Lasso-Páez no asumen su derrota, escenifican un show de autoproclamación basada en datos de una encuesta a boca de urna, sus medios amplifican y dramatizan su estrategia, denuncian fraude, deslegitiman el rol del Consejo Nacional Electoral y de todo el sistema, incluidos los observadores internacionales y sus propios delegados. El código democrático contempla como un derecho impugnar mesas presentando pruebas que objetiven las denuncias, lo que mandata a la apertura de urnas y su revisión siguiendo los más cuidadosos procedimientos de transparencia.

Pero Creo-Suma se aferra a una demanda política por encima de la normativa: el recuento manual de la totalidad de los votos, encendiendo en paralelo, como recurso de presión y descomposición social, la mecha del calentamiento de las calles.
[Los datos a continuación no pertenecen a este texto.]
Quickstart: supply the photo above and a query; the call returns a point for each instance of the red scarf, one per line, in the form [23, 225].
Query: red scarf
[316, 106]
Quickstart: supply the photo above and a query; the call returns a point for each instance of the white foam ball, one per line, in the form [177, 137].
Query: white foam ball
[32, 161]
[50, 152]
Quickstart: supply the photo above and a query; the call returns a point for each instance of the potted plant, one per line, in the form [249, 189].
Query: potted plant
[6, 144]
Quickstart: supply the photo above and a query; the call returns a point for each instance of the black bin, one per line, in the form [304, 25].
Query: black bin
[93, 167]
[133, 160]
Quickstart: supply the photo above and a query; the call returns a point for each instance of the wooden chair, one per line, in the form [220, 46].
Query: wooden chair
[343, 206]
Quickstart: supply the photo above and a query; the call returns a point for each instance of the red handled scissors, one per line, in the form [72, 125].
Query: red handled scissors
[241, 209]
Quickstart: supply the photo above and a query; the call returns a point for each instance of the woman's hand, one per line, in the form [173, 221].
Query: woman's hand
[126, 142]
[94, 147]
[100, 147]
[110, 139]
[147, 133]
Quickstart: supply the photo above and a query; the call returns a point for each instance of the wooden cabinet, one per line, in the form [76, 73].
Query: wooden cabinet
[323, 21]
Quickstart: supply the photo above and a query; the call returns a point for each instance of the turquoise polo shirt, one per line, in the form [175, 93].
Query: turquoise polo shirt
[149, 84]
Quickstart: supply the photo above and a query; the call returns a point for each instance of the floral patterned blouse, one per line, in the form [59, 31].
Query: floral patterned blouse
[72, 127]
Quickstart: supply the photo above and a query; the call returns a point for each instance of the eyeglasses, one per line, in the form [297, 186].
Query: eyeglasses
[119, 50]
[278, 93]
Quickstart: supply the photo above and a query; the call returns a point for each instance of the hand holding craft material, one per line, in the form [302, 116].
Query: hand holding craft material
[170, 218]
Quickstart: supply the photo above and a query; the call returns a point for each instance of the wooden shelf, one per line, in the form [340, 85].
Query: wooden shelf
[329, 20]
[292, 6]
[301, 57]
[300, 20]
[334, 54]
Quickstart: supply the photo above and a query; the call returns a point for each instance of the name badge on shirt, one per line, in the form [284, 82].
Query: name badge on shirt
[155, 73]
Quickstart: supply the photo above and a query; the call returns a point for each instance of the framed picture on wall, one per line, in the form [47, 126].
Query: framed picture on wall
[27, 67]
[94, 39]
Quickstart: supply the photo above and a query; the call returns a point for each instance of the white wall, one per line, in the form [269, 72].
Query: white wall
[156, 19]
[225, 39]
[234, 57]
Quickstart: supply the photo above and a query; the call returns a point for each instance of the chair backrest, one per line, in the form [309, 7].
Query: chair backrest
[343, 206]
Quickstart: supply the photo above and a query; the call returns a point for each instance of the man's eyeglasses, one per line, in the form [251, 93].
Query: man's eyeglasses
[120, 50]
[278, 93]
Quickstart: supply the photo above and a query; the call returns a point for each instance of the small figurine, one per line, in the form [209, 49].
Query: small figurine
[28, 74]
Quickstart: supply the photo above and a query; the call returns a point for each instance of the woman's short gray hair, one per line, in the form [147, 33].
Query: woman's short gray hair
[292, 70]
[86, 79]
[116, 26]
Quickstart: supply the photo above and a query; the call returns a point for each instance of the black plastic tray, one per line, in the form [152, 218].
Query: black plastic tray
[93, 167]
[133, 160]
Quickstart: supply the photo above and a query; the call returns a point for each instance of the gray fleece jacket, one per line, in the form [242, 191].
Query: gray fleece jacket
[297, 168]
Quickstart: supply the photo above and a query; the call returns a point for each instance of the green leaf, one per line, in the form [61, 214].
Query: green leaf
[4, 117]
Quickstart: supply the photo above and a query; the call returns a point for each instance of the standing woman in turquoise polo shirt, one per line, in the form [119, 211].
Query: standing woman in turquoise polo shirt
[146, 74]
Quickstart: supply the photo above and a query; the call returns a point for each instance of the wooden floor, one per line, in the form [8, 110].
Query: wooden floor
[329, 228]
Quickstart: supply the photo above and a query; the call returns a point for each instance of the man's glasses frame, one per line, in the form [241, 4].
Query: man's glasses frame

El recurso desestabilizador de Lasso-Páez no es compartido por sus socios circunstanciales, quienes recomiendan la búsqueda de salidas jurídicas, y no se muestran dispuestos a complicidades con la estrategia triunfalista que genera incertidumbre, prolonga traumáticamente las fobias, y busca reacciones que justifiquen o victimicen para crear un clima de ingobernabilidad. Jaime Nebot, alcalde de Guayaquil y dirigente máximo del Partido Social Cristiano, principal aliado de Creo-Suma, expresa enfáticamente que si existen pruebas de fraude, se las canalicen por las vías legalmente constituidas. Otro aliado, Dalo Bucaram, líder de Fuerza Ecuador, cuestiona las pretensiones de “caotización” del país.

Estas disonancias dejan ver que la alianza electoral de conveniencia es solamente un acuerdo de cristalería, que luce bien, pero es extremadamente frágil, por su carácter coyuntural-contestatario, no programático.

Mientras las derechas están jugando mal la posibilidad coyuntural de capitalizar su crecimiento y posible articulación, Alianza País queda con el desafío de lograr la legitimidad de su triunfo electoral para profundizar la revolución ciudadana. Le toca empezar tejiendo caminos de unidad, para lo que tendrá que saber escuchar los desencantos y las demandas ciudadanas e incorporarlas —o enfatizarlas— en su programa gubernamental. Tiene que reencantar la esperanza. Son necesarios pactos, pero no de conveniencia, sino de gobernabilidad con sentido estratégico, sin desfigurar la propuesta por la que votaron la mayoría de ciudadanos, para seguir construyendo la sociedad del Buen Vivir.